Fue en ese momento de alegría inesperada cuando reapareció Rodney. Un sábado por la noche, de regreso de una gira de promoción por vanas ciudades andaluzas, Paula me recibió en casa con la noticia de que aquel mismo día Rodney había estado en Gerona.
– ¿Quién? -pregunté sin salir de la incredulidad.
– Rodney -repitió Paula-. Rodney Falk. Tu amigo de Urbana.

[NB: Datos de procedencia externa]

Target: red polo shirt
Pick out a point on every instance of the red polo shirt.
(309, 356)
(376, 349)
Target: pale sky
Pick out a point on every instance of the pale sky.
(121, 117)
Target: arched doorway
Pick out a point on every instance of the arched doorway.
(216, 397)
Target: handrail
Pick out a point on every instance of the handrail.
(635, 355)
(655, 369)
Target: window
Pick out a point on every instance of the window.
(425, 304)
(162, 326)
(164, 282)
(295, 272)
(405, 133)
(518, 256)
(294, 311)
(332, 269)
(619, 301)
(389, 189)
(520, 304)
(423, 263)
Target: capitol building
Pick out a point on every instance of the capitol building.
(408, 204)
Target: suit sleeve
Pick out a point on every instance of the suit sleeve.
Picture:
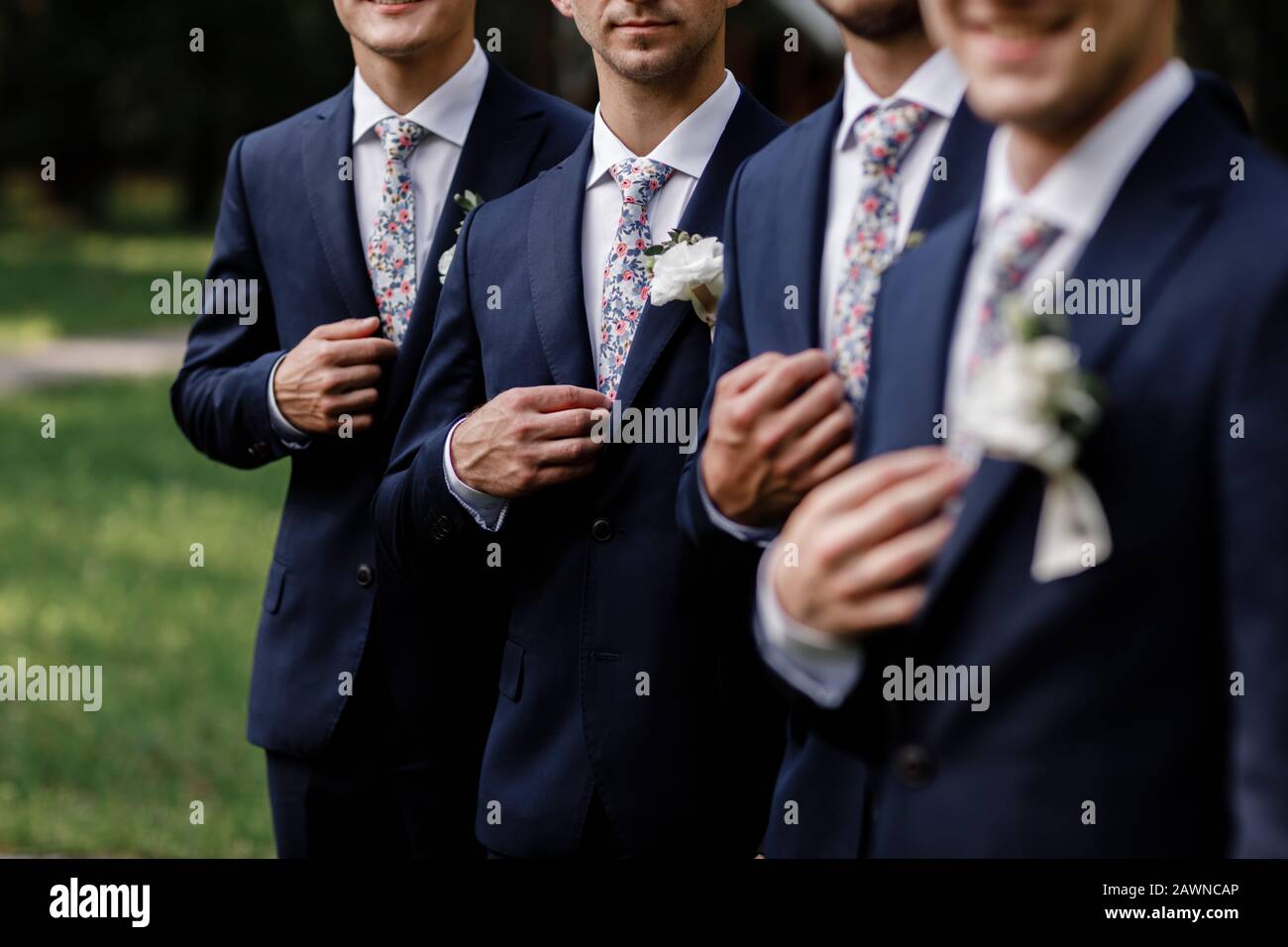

Por supuesto, yo había hablado muchas veces de Rodney con Paula, pero el hecho no aminoró la extrañeza que me produjo escuchar de labios de mi mujer ese nombre familiar y extranjero. A continuación Paula pasó a relatar la visita de Rodney. Al parecer, a media mañana había sonado el timbre de la casa; como no esperaba a nadie, antes de abrir miró por la mirilla, y la alarmó tanto ver al otro lado de la puerta a un desconocido corpulento con el ojo derecho cegado por un aguerrido parche de tela que a punto estuvo de permanecer en silencio y no abrir. La curiosidad, sin embargo, pudo más que la inquietud, y acabó preguntando quién era. Rodney se identificó, preguntó por mí, volvió a identificarse, y al final Paula cayó en la cuenta, le abrió, le dijo que yo estaba de viaje, le invitó a pasar, le invitó a tomar café. Mientras lo tomaban, observados por Gabriel a una distancia recelosa, Rodney contó que llevaba una semana viajando por España, y que tres días atrás había llegado a Barcelona, había visto mi último libro en una librería, lo había comprado, lo había leído, había llamado a la editorial y, después de mucho insistir y de engañar a una de las chicas de prensa, había conseguido que le dieran mis señas. No transcurrió mucho tiempo antes de que Gabriel abandonara su desconfianza inicial y -según Paula porque tal vez le hizo gracia el castellano ortopédico de Rodney, o su imposible catalán aprendido conmigo en Urbana, o porque Rodney tuvo la astucia o el instinto de tratarle como a un adulto, que es la mejor forma de ganarse a los niños- congeniara de inmediato con mi amigo, así que cuando Paula quiso darse cuenta ya estaban Gabriel y Rodney jugando al ping-pong en el jardín. Los tres pasaron el día ¡untos: comieron en casa, pasearon por el casco antiguo de la ciudad y en un bar de la plaza de Sant Doménec estuvieron mucho rato jugando al futbolín, un juego que apasionaba a Gabriel y que Rodney desconocía por completo, lo que no impidió, siempre según Paula, que jugara con la pasión del neófito ni que celebrara a gritos cada gol, abrazando y levantando en vilo y besando a Gabriel. Así que cuando al atardecer Rodney les anunció que tenía que marcharse, Gabriel y Paula trataron de hacerle cambiar de opinión con el argumento de que yo llegaría al cabo de sólo unas horas; no lo consiguieron: Rodney alegó que aquella misma noche debía tomar un tren desde Barcelona hasta Pamplona, donde tenía previsto pasar las fiestas de San Fermín.